Monday, February 8, 2010

My dad

I use to think my dad was the greatest person in the world. But ever since i have moved in with my Aunt and Uncle. Ive come to realize that the man i called my dad really is not a man at all. He is pathetic i mean he trys to rip people off all the time. He is not a realiable person at all. I dont know why i put up with him so ive made my decision im not going to put up with him anymore. Unless he can get his crap together and get off the drugs and everything!!!

realization

i realized something over the weekend. I got a call from a friend of mine saying that he was tired of his life and he was going to give up on life and commit suicide. I had no clue howbad his life had been, this kid that i saw every day in class i had 4 classes with him.

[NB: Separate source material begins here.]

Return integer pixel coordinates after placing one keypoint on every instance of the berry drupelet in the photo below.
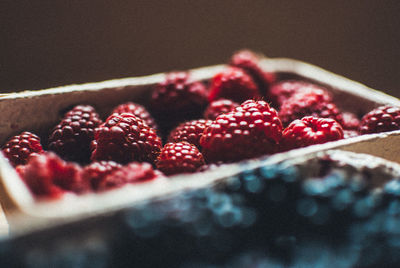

But the one thing i didn't notice was that his life had changed drastically his mom chose her boyfriend over him and he had to move out. I had no clue about this that had happended to him. But of course like every worried friend i didn't know what to do. I didnt know if i should tell someone or just try and help him myself. But i ended up telling his mom and she broke up with her boyfriend and they are working on their relationship now. So i hope that his life gets alot better!!!

Thursday, February 4, 2010

Temptations

My temptations are both good and bad. My good temptations are usually when i think about helping someone. My bad temptations are usually when im at a party and im drinking i know its bad but it dont matter to me at that time. Temptations are all around us at every second of every day. Temptations will eventually catch up with you though.